Последнее слово окончательно уже подожгло гимназиста. Он предварительно крякнул и прочел "Орла".
— Браво! Браво!.. молодец, — пискнул было Анцыфров и тихонько захлопал в ладоши.
Полояров в сосредоточенном молчании взял руку гимназиста и выразительно потряс ее.
Подвиляньский, успевший уже мигнуть, чтобы подали вторую бутылку, налил еще стакан юному декламатору, который и не замедлил порядочно из него отведать.
— А вот бы штука-то была, — с оживлением начал учитель, словно под наитием внезапно блеснувшей мысли, — если бы этого самого «Орла» да дернуть сегодня на публичном чтении?
— Браво! браво!.. Отлично! великолепно! — запищал и заерзал на стуле Анцыфров, подслеповато отыскивая свой налитый стакан.
— А что ж? Я бы прочел, да… выдерут, пожалуй? — сомневающимся тоном тихо спросил гимназист, уже полурешившись на эту выходку.
— Выдерут? — угрозливо насупился Полояров, — а вот этого не хотят ли? Пущай попробуют — вкусно ли пахнет!
— Ну-у, где выдрать! — солидно возразил учитель, — теперь и вообще-то не дерут, а тут еще ученик на выпуске. Разве так что-нибудь… в карцер посадят на недельку, и только.
— Так я хвачу!.. Ей-Богу хвачу! — с живостью подхватил Шишкин, срываясь с места.
— Ну, вот вздор какой! Я ведь только так… — пошутил, отклонился учитель, все в том же солидном тоне.
— Отлично бы хватить, да не хватите! — вздохнул Анцыфров.
— Не хвачу? А почему… позвольте узнать… почему вы думаете, что не хвачу.
— Да так, смелости не хватит.
— Смелости?.. У меня-то? У Ивана-то Шишкина смелости не хватит? Ха-ха?! Мы в прошлом году, батюшка, французу бенефис целым классом задавали, так я в него, во-первых, жвачкой пустил прямо в рожу, а потом парик сдернул… Целых полторы недели в карцере сидел, на хлебе и на воде-с, а никого из товарищей не выдал. Вот Феликс Мартынович знает! — сослался он на Подвиляньского, — а вы говорите смелости не хватит!.. А вот хотите докажу, что хватит? Мне что? Мне все равно!

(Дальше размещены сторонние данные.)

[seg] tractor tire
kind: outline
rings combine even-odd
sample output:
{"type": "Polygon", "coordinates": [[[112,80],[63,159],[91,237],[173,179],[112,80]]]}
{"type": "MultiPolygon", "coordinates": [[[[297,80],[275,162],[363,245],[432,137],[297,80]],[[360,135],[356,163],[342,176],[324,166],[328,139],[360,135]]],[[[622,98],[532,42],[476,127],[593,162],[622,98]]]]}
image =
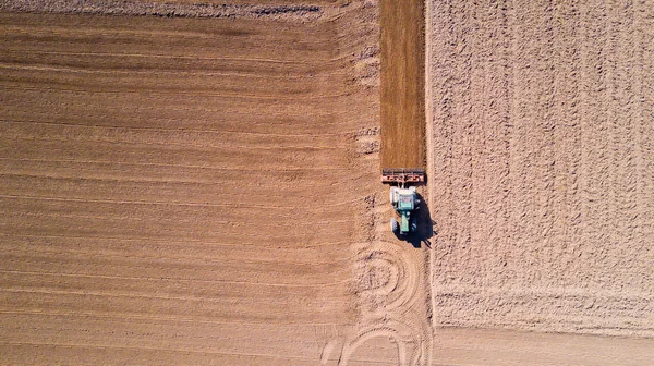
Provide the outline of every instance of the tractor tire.
{"type": "Polygon", "coordinates": [[[400,225],[398,224],[398,219],[390,218],[390,231],[398,232],[400,231],[400,225]]]}
{"type": "Polygon", "coordinates": [[[411,218],[411,221],[409,222],[409,230],[411,232],[417,231],[417,219],[416,218],[411,218]]]}

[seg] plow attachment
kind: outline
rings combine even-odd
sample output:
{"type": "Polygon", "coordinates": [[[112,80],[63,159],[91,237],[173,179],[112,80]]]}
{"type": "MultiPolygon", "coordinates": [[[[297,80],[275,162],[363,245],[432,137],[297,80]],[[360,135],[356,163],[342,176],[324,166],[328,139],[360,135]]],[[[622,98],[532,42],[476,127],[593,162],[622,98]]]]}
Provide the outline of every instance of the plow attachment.
{"type": "Polygon", "coordinates": [[[412,169],[383,169],[382,183],[387,184],[421,184],[425,182],[425,170],[412,169]]]}

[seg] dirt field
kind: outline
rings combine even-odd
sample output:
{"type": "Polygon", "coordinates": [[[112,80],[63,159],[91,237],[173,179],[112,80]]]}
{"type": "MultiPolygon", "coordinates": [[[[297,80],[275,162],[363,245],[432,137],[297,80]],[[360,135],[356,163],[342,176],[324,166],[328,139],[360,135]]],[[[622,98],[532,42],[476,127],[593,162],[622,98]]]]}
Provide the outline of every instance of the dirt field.
{"type": "Polygon", "coordinates": [[[431,1],[434,326],[654,337],[653,10],[431,1]]]}
{"type": "Polygon", "coordinates": [[[424,2],[380,0],[382,167],[425,164],[424,2]]]}
{"type": "Polygon", "coordinates": [[[0,14],[1,363],[318,363],[359,316],[374,11],[0,14]]]}
{"type": "Polygon", "coordinates": [[[651,365],[654,3],[398,4],[0,4],[0,364],[651,365]]]}

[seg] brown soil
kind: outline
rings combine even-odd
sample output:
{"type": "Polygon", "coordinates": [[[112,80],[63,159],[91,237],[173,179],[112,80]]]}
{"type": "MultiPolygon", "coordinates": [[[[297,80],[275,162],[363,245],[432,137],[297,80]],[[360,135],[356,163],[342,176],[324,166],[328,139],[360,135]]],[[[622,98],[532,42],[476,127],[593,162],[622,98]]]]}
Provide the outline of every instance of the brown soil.
{"type": "Polygon", "coordinates": [[[424,167],[424,2],[380,0],[382,168],[424,167]]]}
{"type": "Polygon", "coordinates": [[[375,13],[0,28],[1,363],[318,363],[358,317],[375,13]]]}
{"type": "Polygon", "coordinates": [[[0,4],[0,363],[650,365],[649,2],[0,4]]]}

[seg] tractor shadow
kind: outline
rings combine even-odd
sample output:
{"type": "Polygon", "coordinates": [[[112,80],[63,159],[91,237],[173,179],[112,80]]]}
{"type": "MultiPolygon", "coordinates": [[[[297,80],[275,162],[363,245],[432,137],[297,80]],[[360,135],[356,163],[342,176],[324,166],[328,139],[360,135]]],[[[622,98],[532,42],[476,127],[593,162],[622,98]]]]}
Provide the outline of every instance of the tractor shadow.
{"type": "Polygon", "coordinates": [[[415,210],[416,218],[416,230],[413,233],[408,235],[400,235],[399,233],[395,233],[398,240],[410,243],[415,248],[420,248],[423,244],[432,248],[432,242],[429,241],[432,236],[434,236],[434,221],[432,220],[432,215],[429,213],[429,207],[427,203],[423,198],[420,193],[416,193],[417,199],[420,199],[420,207],[415,210]]]}

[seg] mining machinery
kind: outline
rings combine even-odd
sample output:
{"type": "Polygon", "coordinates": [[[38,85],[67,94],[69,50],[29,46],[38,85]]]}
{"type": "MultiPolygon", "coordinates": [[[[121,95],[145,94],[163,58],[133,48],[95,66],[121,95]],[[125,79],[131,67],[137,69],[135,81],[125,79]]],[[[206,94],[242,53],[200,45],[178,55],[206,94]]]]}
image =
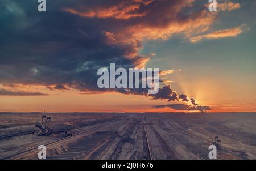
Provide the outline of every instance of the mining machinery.
{"type": "Polygon", "coordinates": [[[42,116],[42,122],[36,122],[35,126],[40,129],[37,133],[38,136],[49,136],[52,132],[52,129],[49,127],[51,117],[46,117],[46,115],[42,116]]]}
{"type": "Polygon", "coordinates": [[[215,146],[216,146],[217,149],[221,149],[221,140],[218,139],[218,135],[217,136],[215,136],[214,140],[212,140],[213,145],[214,145],[215,146]]]}

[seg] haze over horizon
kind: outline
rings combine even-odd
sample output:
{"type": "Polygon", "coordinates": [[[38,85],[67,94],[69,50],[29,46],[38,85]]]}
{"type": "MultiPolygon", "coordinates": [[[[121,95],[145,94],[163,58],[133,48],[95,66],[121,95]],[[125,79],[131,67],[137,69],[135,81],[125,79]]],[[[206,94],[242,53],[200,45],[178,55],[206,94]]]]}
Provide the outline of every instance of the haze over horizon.
{"type": "Polygon", "coordinates": [[[218,3],[2,1],[0,112],[255,112],[256,2],[218,3]],[[159,93],[98,88],[111,63],[159,68],[159,93]]]}

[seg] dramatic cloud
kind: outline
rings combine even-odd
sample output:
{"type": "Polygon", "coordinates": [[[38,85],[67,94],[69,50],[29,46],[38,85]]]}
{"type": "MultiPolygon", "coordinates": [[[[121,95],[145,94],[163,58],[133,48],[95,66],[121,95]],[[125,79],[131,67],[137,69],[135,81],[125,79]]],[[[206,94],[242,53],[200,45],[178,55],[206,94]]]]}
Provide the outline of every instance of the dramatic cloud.
{"type": "Polygon", "coordinates": [[[65,86],[63,84],[57,84],[55,87],[53,87],[54,89],[57,89],[59,90],[68,90],[68,88],[65,87],[65,86]]]}
{"type": "Polygon", "coordinates": [[[25,91],[13,91],[5,89],[0,89],[0,96],[47,96],[48,94],[44,94],[40,92],[29,92],[25,91]]]}
{"type": "MultiPolygon", "coordinates": [[[[0,84],[148,96],[143,88],[100,89],[97,71],[110,63],[126,69],[145,67],[154,54],[139,53],[143,40],[180,35],[189,40],[193,37],[192,41],[196,42],[241,33],[234,28],[198,36],[208,31],[218,17],[218,12],[210,12],[205,7],[208,2],[52,1],[43,14],[27,7],[36,7],[36,1],[1,1],[0,84]]],[[[150,96],[184,101],[185,96],[180,96],[166,86],[150,96]]]]}
{"type": "Polygon", "coordinates": [[[165,105],[156,105],[152,106],[154,108],[170,108],[176,110],[184,110],[184,111],[200,111],[201,112],[205,112],[207,110],[211,110],[208,106],[191,106],[187,104],[170,104],[165,105]]]}
{"type": "Polygon", "coordinates": [[[188,96],[186,95],[180,95],[179,96],[179,99],[181,99],[182,101],[189,101],[189,100],[188,99],[188,96]]]}
{"type": "Polygon", "coordinates": [[[162,76],[162,75],[166,75],[169,74],[173,74],[174,73],[174,70],[165,70],[165,71],[160,71],[159,72],[159,75],[162,76]]]}
{"type": "Polygon", "coordinates": [[[217,7],[222,11],[230,11],[239,9],[241,7],[241,5],[239,3],[226,1],[224,3],[218,3],[217,7]]]}
{"type": "Polygon", "coordinates": [[[191,38],[192,42],[197,42],[202,39],[216,39],[228,37],[235,37],[242,33],[242,29],[236,27],[227,29],[218,30],[209,34],[191,38]]]}

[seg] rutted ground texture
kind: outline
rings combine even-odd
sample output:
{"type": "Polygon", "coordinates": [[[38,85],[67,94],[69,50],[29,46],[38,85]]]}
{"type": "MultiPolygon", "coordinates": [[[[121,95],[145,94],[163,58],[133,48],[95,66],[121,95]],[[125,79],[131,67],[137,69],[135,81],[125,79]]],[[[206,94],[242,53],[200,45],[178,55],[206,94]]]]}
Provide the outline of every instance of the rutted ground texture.
{"type": "Polygon", "coordinates": [[[39,136],[42,115],[0,114],[0,159],[37,159],[45,145],[49,160],[209,159],[216,135],[217,159],[256,159],[256,113],[49,113],[53,133],[39,136]]]}

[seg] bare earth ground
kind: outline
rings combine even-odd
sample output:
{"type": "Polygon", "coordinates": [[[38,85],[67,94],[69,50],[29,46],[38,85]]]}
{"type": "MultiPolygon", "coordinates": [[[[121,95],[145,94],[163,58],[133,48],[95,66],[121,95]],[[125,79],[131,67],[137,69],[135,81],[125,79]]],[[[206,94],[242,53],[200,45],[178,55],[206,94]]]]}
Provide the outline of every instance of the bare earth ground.
{"type": "Polygon", "coordinates": [[[256,113],[50,113],[50,136],[36,136],[42,114],[0,114],[0,159],[256,159],[256,113]],[[68,130],[72,136],[59,132],[68,130]]]}

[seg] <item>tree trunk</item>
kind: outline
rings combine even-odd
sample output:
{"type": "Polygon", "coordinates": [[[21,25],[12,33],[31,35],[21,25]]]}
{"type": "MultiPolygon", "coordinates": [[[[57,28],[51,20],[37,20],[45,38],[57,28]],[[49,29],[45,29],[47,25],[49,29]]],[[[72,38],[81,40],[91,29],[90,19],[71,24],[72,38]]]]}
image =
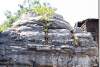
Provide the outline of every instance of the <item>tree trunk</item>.
{"type": "Polygon", "coordinates": [[[47,27],[47,24],[45,24],[44,33],[45,33],[45,36],[44,36],[45,45],[48,45],[48,27],[47,27]]]}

— Нет-с, тут, батюшка, не парик и не жвачка, — оппонировал пискун, — тут нечто побольше да посерьезнее, да и подоблестнее-с!.. Тут гражданское мужество нужно-с!
— А вот увидим, коли так! Увидим! — хорохорился гимназист, у которого голова ходенем пошла с двух стаканов шампанского.
— Ну, нет, не делайте глупостей! — стал было солидно урезонивать Подвиляньский, и эта солидность оказалась у него очень искусно сделанною, так что даже на посторонние глаза ее смело можно бы было принять за солидность настоящую и вполне искреннюю.
— Чего там не делайте! — обернулся на него Шишкин, — они меня за труса считают, так нет же, черт возьми! Я им докажу!
— Господин Шишкин! Господин Шишкин! — хлопотливо вбежал в комнату Петр Петрович. — Пожалуйте поскорее, ваш черед!
Шишкин бойко и самоуверенно взошел на эстраду. Полояров, Анцыфров и Подвиляньский с любопытством ожидания подошли к дверям и приготовились слушать.
— "Орел!" — раздался звучный голос декламатора. Анцыфров пискнул, хихикнул и даже присел от удовольствия.
— Молодец!.. Ей-Богу, молодец!.. Я никак не думал, — прошептал он.
По зале понеслись звучные строфы:
"Я нашел, друзья, нашел,
Кто виновник бестолковый
Наших бед и наших зол!
Виноват во всем гербовый,
Двуязычный, двухголовый
Всероссийский наш орел!"
И пошел, и пошел все дальше да дальше… По зале понеслось волнение, шепот, недоумение; удивление, слушатели оглядывались друг на друга и вокруг себя, иные опасались за смелого чтеца, иные искали глазами, не слушает ли где-нибудь полиция…
Эффект вышел полный и неожиданный.
Лубянский побледнел и стоял, словно бы на него столбняк нашел. Взволнованный и перетревоженный, в страхе за чтеца, он искал глазами Пшецыньского, но того не было в зале. Полковник ограничился только присылкою премии, а сам не почтил вечера своим присутствием.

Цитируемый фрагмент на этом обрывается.